Recensioni

Ci sono molti modi per tentare di raccontare la vicenda umana ed artistica di di Don (van) Vliet, musicista-pittore californiano, nato in quel di Glendale, un giorno di metà gennaio del 1941. Francesco Nunziata ha scelto il più classico ma non privo di insidie: la narrazione cronologica, rispettosa di fatti ed eventi, che nel caso di Captain Beefheart e della sua Magic Band si traduce in un’epica dove genio e sregolatezza vanno a braccetto. Innanzitutto c’è da domandarsi, e il critico della webzine Ondarock lo fa, che tipo di genio sia quello del Capitano Cuor di bue. Risposta secca: è un genio del tipo fai-da-te, ossia un primitivista, uno che sa che è la sostanza (dell’intuizione artistica) che influenza la forma (della invenzione artistica).

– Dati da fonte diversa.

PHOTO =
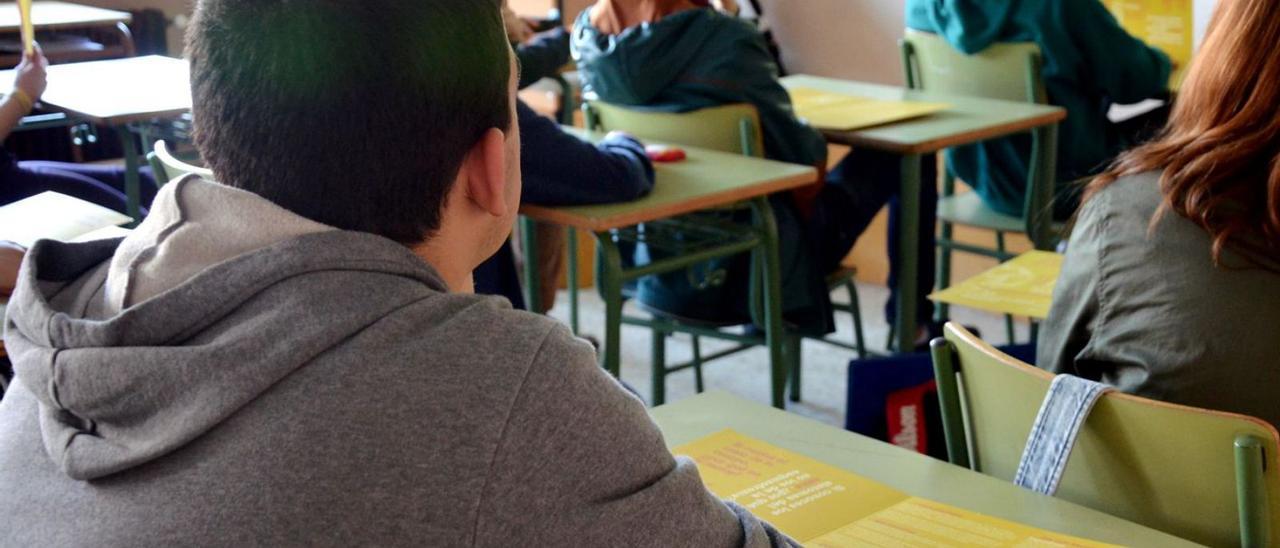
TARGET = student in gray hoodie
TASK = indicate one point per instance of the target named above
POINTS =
(292, 357)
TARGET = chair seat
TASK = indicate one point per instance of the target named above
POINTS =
(969, 210)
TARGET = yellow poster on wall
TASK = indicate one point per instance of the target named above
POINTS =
(1168, 24)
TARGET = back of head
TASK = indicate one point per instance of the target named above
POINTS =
(355, 114)
(1220, 153)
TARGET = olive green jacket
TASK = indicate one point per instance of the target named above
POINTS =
(1143, 307)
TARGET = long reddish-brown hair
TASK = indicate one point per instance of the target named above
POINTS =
(1220, 153)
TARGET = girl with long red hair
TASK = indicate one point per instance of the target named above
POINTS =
(1171, 286)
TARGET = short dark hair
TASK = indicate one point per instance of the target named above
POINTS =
(352, 113)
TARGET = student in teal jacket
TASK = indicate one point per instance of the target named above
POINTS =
(1089, 63)
(680, 55)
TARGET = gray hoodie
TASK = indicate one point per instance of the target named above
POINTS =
(323, 389)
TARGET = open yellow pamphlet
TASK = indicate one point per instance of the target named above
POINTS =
(50, 215)
(1022, 287)
(823, 506)
(839, 112)
(1168, 24)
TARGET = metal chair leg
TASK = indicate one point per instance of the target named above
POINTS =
(856, 310)
(794, 357)
(942, 311)
(698, 364)
(659, 366)
(1010, 329)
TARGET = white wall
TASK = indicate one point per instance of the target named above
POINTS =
(846, 39)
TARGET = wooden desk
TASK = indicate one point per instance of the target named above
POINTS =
(968, 120)
(118, 92)
(705, 179)
(1020, 287)
(59, 16)
(908, 471)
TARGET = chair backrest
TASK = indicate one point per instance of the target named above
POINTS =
(1009, 71)
(728, 128)
(1202, 475)
(168, 167)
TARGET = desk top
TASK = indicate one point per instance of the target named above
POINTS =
(908, 471)
(968, 120)
(51, 16)
(117, 91)
(705, 179)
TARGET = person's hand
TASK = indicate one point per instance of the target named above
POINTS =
(728, 7)
(10, 260)
(32, 78)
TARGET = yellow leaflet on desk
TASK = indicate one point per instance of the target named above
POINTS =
(1022, 287)
(823, 506)
(50, 215)
(1168, 24)
(837, 112)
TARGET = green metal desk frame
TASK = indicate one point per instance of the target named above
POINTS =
(611, 275)
(967, 120)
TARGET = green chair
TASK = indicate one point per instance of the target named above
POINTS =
(1203, 475)
(1009, 72)
(730, 128)
(169, 167)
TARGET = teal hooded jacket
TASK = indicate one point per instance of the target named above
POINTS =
(1089, 63)
(691, 60)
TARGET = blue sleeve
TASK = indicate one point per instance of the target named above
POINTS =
(1125, 68)
(542, 56)
(561, 169)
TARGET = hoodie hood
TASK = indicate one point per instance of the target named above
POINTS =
(117, 391)
(638, 64)
(970, 26)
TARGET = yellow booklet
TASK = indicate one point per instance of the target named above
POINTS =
(839, 112)
(1022, 287)
(1168, 24)
(50, 215)
(823, 506)
(28, 27)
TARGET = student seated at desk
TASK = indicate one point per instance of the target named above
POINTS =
(558, 169)
(1171, 284)
(21, 179)
(682, 55)
(292, 355)
(1088, 63)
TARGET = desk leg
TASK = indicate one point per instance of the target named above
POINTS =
(775, 334)
(572, 281)
(132, 178)
(609, 278)
(533, 277)
(909, 252)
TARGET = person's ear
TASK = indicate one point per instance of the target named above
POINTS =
(485, 169)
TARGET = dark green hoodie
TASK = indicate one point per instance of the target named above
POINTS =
(691, 60)
(1089, 62)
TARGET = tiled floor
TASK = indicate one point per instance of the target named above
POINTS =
(748, 374)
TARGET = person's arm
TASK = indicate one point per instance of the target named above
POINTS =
(27, 88)
(581, 464)
(10, 261)
(1125, 68)
(561, 169)
(755, 78)
(543, 55)
(1074, 315)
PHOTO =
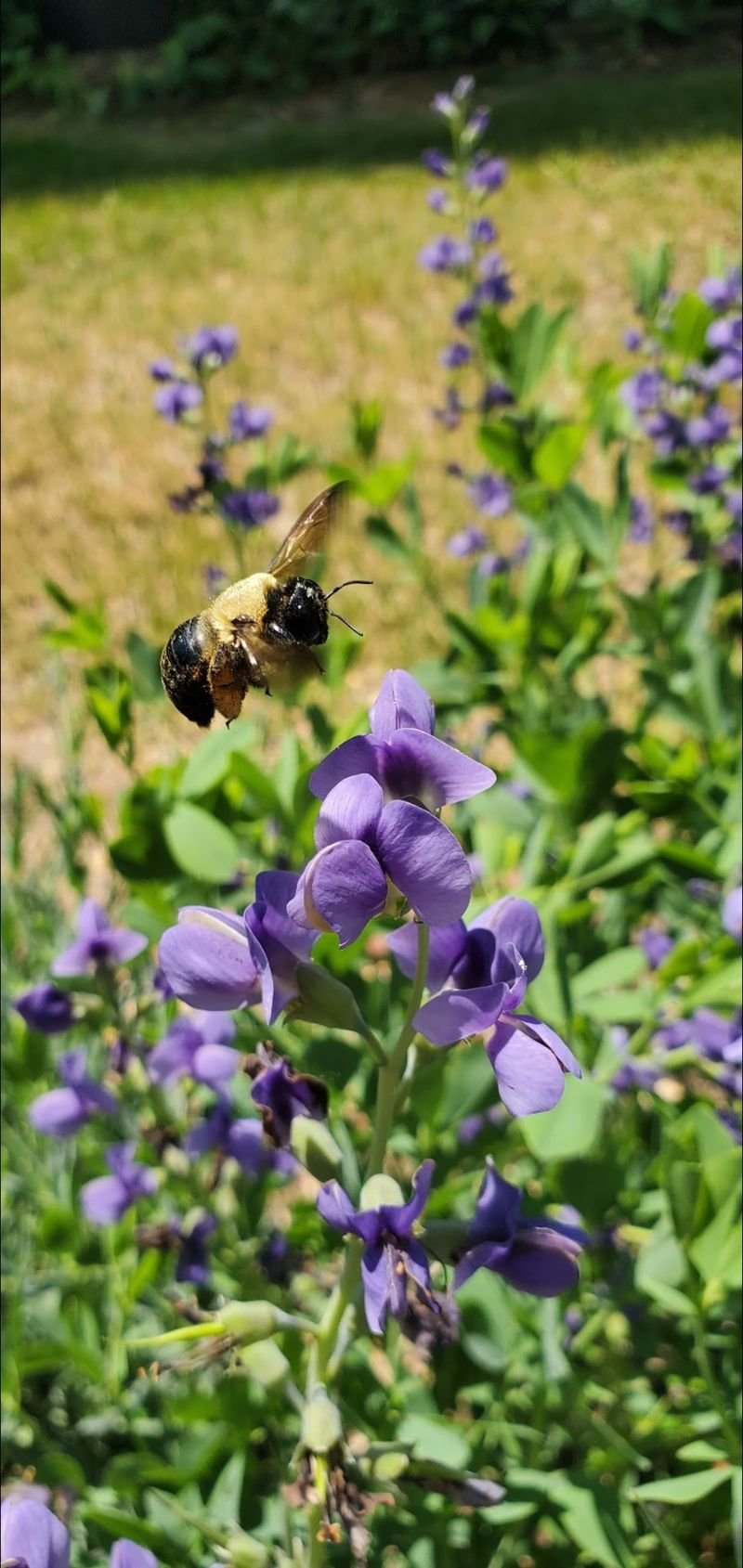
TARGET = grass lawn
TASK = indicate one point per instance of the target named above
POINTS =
(303, 231)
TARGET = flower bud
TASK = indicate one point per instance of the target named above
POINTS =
(314, 1145)
(266, 1363)
(321, 1429)
(380, 1190)
(251, 1320)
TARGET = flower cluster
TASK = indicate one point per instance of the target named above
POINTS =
(690, 411)
(184, 397)
(471, 176)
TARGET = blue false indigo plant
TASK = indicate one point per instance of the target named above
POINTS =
(383, 851)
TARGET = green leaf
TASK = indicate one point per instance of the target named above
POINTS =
(558, 453)
(571, 1128)
(200, 844)
(684, 1488)
(615, 969)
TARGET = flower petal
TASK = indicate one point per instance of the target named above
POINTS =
(344, 889)
(359, 755)
(446, 946)
(455, 1015)
(425, 862)
(401, 705)
(528, 1076)
(516, 921)
(398, 1217)
(375, 1280)
(541, 1261)
(350, 811)
(207, 962)
(417, 766)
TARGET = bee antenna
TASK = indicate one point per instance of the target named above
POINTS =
(336, 616)
(353, 582)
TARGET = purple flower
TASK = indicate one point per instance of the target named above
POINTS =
(656, 946)
(196, 1048)
(491, 494)
(46, 1008)
(250, 509)
(733, 914)
(455, 355)
(467, 541)
(481, 973)
(212, 347)
(246, 422)
(642, 521)
(162, 370)
(481, 231)
(437, 163)
(403, 755)
(239, 1139)
(488, 175)
(65, 1110)
(391, 1253)
(32, 1536)
(464, 312)
(98, 942)
(364, 846)
(496, 286)
(177, 398)
(107, 1199)
(643, 391)
(444, 254)
(280, 1095)
(221, 962)
(538, 1256)
(722, 293)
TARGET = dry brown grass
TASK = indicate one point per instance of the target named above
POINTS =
(317, 270)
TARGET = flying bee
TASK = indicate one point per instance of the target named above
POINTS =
(259, 632)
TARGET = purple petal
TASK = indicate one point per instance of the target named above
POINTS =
(516, 921)
(207, 962)
(417, 766)
(446, 946)
(551, 1038)
(497, 1210)
(32, 1534)
(376, 1286)
(400, 1217)
(528, 1076)
(344, 887)
(455, 1015)
(541, 1261)
(425, 862)
(359, 755)
(125, 1554)
(350, 811)
(336, 1208)
(215, 1063)
(401, 705)
(59, 1114)
(105, 1199)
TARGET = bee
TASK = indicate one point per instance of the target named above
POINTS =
(259, 632)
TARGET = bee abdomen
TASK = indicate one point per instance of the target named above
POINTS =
(184, 668)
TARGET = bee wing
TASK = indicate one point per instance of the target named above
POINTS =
(311, 530)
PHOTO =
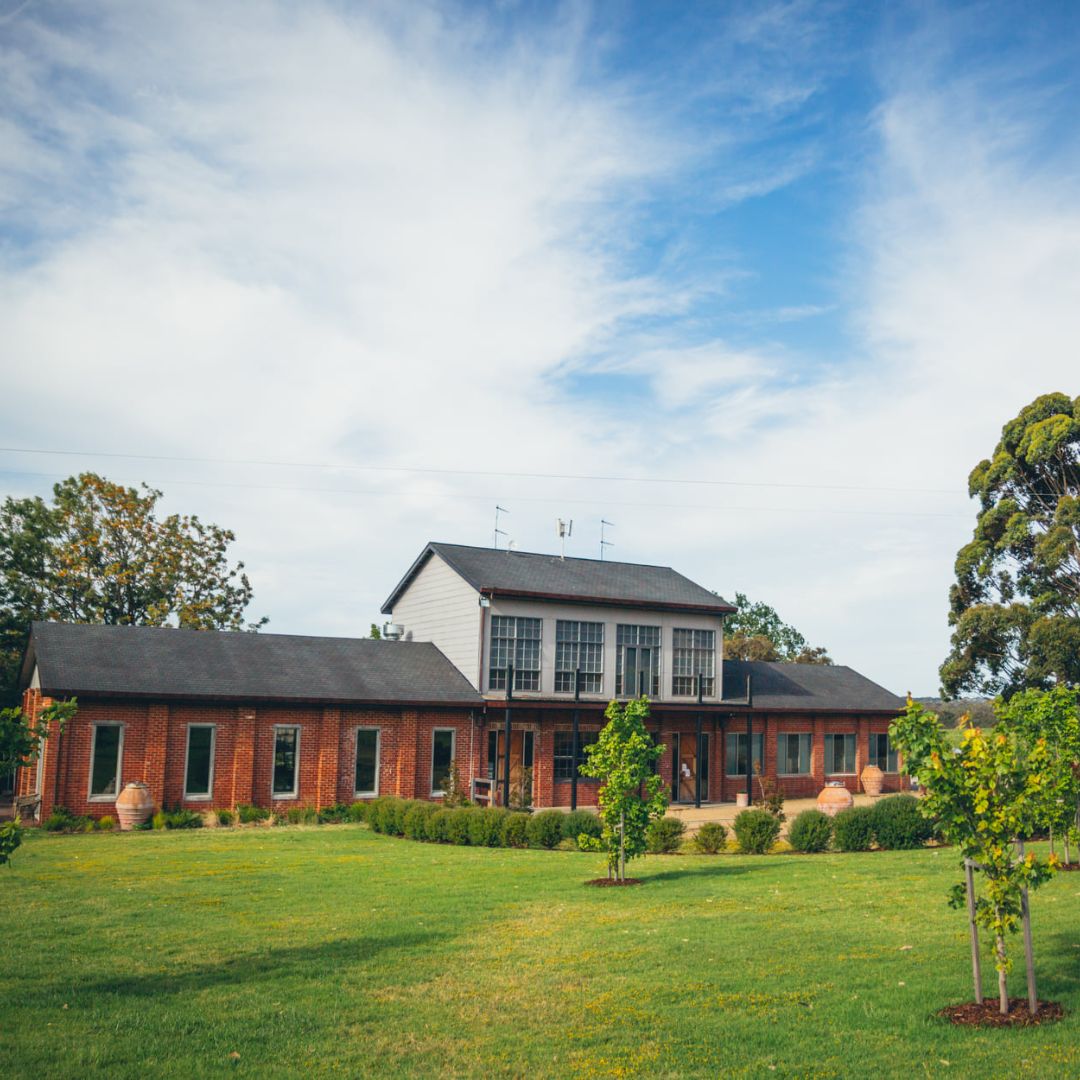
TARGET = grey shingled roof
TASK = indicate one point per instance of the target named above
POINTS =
(812, 687)
(171, 664)
(527, 574)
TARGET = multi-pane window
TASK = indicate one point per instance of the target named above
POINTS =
(882, 753)
(736, 764)
(442, 755)
(693, 657)
(286, 752)
(793, 754)
(840, 754)
(105, 760)
(579, 646)
(514, 640)
(564, 764)
(199, 773)
(367, 761)
(637, 660)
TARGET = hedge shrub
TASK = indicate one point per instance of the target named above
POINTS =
(756, 832)
(664, 835)
(810, 832)
(711, 838)
(853, 828)
(899, 824)
(544, 828)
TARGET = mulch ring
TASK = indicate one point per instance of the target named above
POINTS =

A testimoniarlo ci sono una serie di capolavori, tutti usciti a 33 giri durante i due periodi di suo massimo splendore: cioè quello che va dal 1967 al 1970, e quello che va dal 1978 al 1982. I titoli delle pietre miliari beefheartiane sfornate in quegli anni sono noti a tutti i cultori del rock più creativo; a cominciare dall’esordio Safe As Milk, passando poi a Strictly Personal, Trout Mask Replica (uscito nel 1969 e indiscusso capolavoro di Don) e Lick My Decals Off, Baby; e ancora l’inedito (almeno fino al 2012) Bat Chain Puller, e quindi i suoi “figliocci”: Shiny Beast, Doc At the Radar Station, Ice Cream For Crow (che segnerà il suo definitivo ritiro dalla scene, nel 1982). Nel mezzo, il periodo “commericale” di Don (che toccherà il suo nadir nel 1974, col banale Bluejeans & Moonbeans). Ciò detto, il saggio di Nunziata è importante in quanto coglie la radice dell’innovazione stilistica beefheartiana e la colloca nel suo tempo: perché Don era capace, e come lui nessuno mai, né prima né dopo, di prendere il blues di Howlin’ Wolf (l’estensione del “ruggito vocale” di Don era davvero impressionante), miscelarlo alle intuizioni del free jazz e alla fine farne una specie di… ecco: di che cosa, esattamente? No, perché le partiture sbilenche che ascolterete in Trout Mask Replica – strimpellate inizialmente al piano da Don e poi tradotte in partitura da uno dei membri della sua band, John Stephen “Drumbo” French – sono la cosa più vicina all’improvvisazione (pur non essendola) che il rock (ma era poi tale?) abbia mai prodotto. Miracolo!
Mai prima nella storia di ciò che chiamiamo pop(ular) – qualsiasi cosa voi intendiate per esso – era accaduto che della musica fatta per vendere fosse col tempo riconosciuta come una delle espressioni artistiche più radicali del Novecento (accanto a uno qualsiasi dei vostri eroi d’avanguardia preferiti: tipo Picasso, Dalì, John Cage o Stockhausen, per citarne solo alcuni). Nunziata ne è consapevole, e infatti ci guida attraverso un sapiente mix di aneddoti di vita personale, analisi musicale e deduzioni ficcanti verso la decodificazione del personaggio Beefheart, finalmente inteso non tanto come una specie di idiot savant (cosa che molti pensano ancora oggi, e che in fondo pensava anche uno degli amici/nemici storici di Don: il mitico Frank Zappa), quanto piuttosto come un genio espressionista che sa attingere alla propria interiorità in maniera unica (infatti ribadirà più e più volte nel corso della sua carriera che, in lui, in fondo, pittura e musica sono un’unica cosa). Per il resto, il libro che ho sotto mano è destinato ad imporsi come un punto cardine nella bibliografia sul nostro personaggio, perlomeno entro i confini del Bel Paese.
Non lasciatevelo quindi sfuggire. E se ancora non conoscete a fondo la figura di Beefheart, accettate il seguente consiglio: ascoltate i dischi da noi citati con attenzione, poi immergetevi nella lettura di Captain Mask Replica. All’improvviso tutto vi sarà chiaro, e sarete per sempre avvinti al Culto Beefheartiano.